Milhões de brasileiros devem se preparar para receber uma injeção desenvolvida por um governo dissimulado, falido e conhecido por envenenar os que o criticam. E, por mais incrível que pareça, pode dar tudo certo.

Da peste ao tifo, passando pela tuberculose, a Rússia tem uma longa história de combate a epidemias.

Produção da vacina russa Sputnik V no Instituto Gamaleya, nos arredores de Moscou
Produção da vacina russa Sputnik V no Instituto Gamaleya, nos arredores de Moscou - Andrei Rudakov - 21.ago.2020/Fundo de Investimento Direto da Rússia/via Reuters

Terrível durante o império czarista, a saúde pública passou por uma melhora notável depois da revolução de 1917. O projeto de expansão do atendimento básico e de campanhas de vacinações encontraram sucesso.

Em 1965, a União Soviética ostentava a média de 23 médicos por 10 mil habitantes, superior à do Brasil em 2019.

Um progresso vistoso, mas frágil. O tratamento das doenças não comunicáveis era desastroso, e a infraestrutura fora das zonas industriais, inexistente.

À imagem do resto do aparelho estatal, o setor da saúde entrou em colapso a partir dos anos 1980 e, depois do inferno dos anos 1990, acabou sob o controle de Vladimir Putin, seus comparsas do velho KGB de São Petersburgo e um contingente de oligarcas arrivistas.

Apesar de toda essa desgraça, é perfeitamente plausível que um grupo de especialistas financiados pelo Kremlin tenha conseguido revirar as ruínas soviéticas e resgatar a memória institucional para desenvolver uma vacina simples, barata e eficiente.

Esse elixir chegaria num momento decisivo para Putin, que acabou de prolongar a sua estada no topo do Estado por meio de um golpezinho bem ao seu estilo.

Angela Merkel, sob pressão de movimentos de direitos humanos, ameaça retirar o apoio da Alemanha à construção do oleoduto Nord Stream 2, eixo central da política energética da Rússia.
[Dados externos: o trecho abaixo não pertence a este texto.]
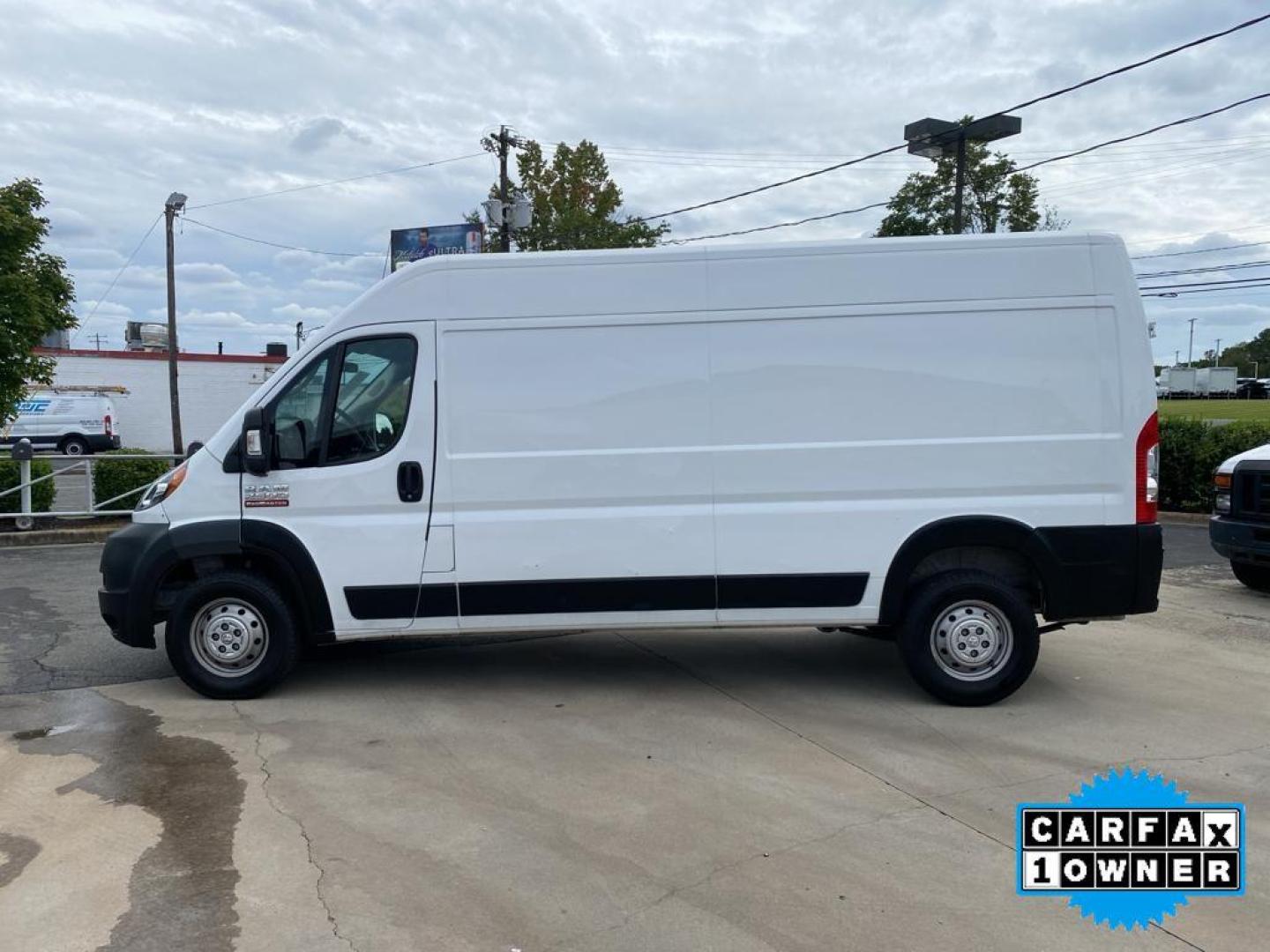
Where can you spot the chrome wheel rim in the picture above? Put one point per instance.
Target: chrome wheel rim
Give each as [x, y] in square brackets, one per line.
[228, 637]
[972, 640]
A insurreição popular na Belarus não tem solução fácil. Longe vão os tempos em que Putin podia botar ordem nos países vizinhos enviando um catatau de soldadinhos.

Até os governantes do Reino Unido, fiéis aliados dos oligarcas russos, estão abandonando o barco depois de verem as suas relações promíscuas expostas em jornais e livros investigativos.
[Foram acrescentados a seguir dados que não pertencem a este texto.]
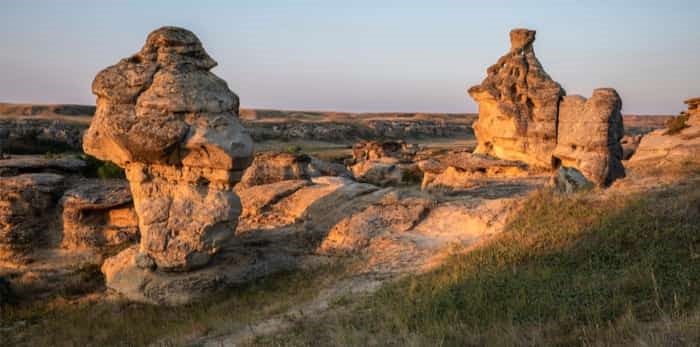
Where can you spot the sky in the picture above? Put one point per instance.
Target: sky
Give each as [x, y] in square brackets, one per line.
[361, 56]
Com o petróleo em mínimos históricos, sobram apenas a carcaça do aparato de segurança e uma vaga ambição geopolítica. Da manipulação de idosos do interior dos Estados Unidos nas redes sociais à articulação de milícias no deserto da Líbia, mercenários russos vagueiam ao redor do mundo para eliminar ameaças reais ou imaginárias.

Nesse marasmo, a Sputnik V é vista como uma madalena de Proust que oferece aos pacientes uma viagem a um passado idealizado.
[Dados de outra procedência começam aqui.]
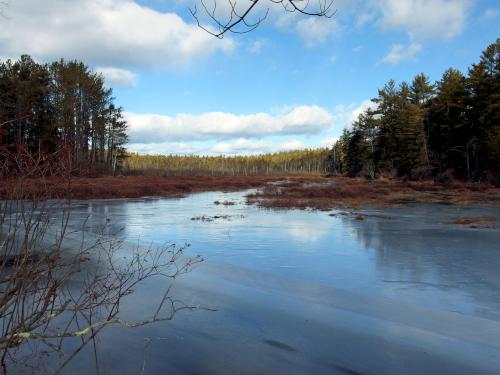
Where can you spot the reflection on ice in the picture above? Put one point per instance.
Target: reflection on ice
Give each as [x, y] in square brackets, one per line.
[368, 296]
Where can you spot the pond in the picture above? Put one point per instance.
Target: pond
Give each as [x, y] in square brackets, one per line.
[308, 292]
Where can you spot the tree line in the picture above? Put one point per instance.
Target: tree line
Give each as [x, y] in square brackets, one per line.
[450, 128]
[62, 105]
[289, 162]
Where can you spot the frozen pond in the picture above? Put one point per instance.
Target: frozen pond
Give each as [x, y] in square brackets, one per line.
[301, 292]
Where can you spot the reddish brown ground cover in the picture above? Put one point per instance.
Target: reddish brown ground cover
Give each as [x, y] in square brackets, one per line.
[355, 193]
[134, 186]
[275, 192]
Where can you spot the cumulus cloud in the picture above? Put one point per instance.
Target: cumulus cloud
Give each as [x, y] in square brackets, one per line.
[116, 77]
[425, 18]
[314, 30]
[400, 52]
[105, 33]
[301, 120]
[240, 146]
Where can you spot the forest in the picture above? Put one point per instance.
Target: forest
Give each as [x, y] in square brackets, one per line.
[415, 130]
[62, 106]
[280, 163]
[419, 130]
Uma ilusão que permitirá a Putin poder disputar com Xi Jinping o lugar de organizador da saúde pública mundial, enquanto os Estados Unidos superam os seus problemas de terceiro mundo.

A vacina pode até ser um ator importante na luta contra o coronavírus. Mas isso, no fundo, pouco importa. O que conta para Putin é a breve sensação de poder que ela proporciona.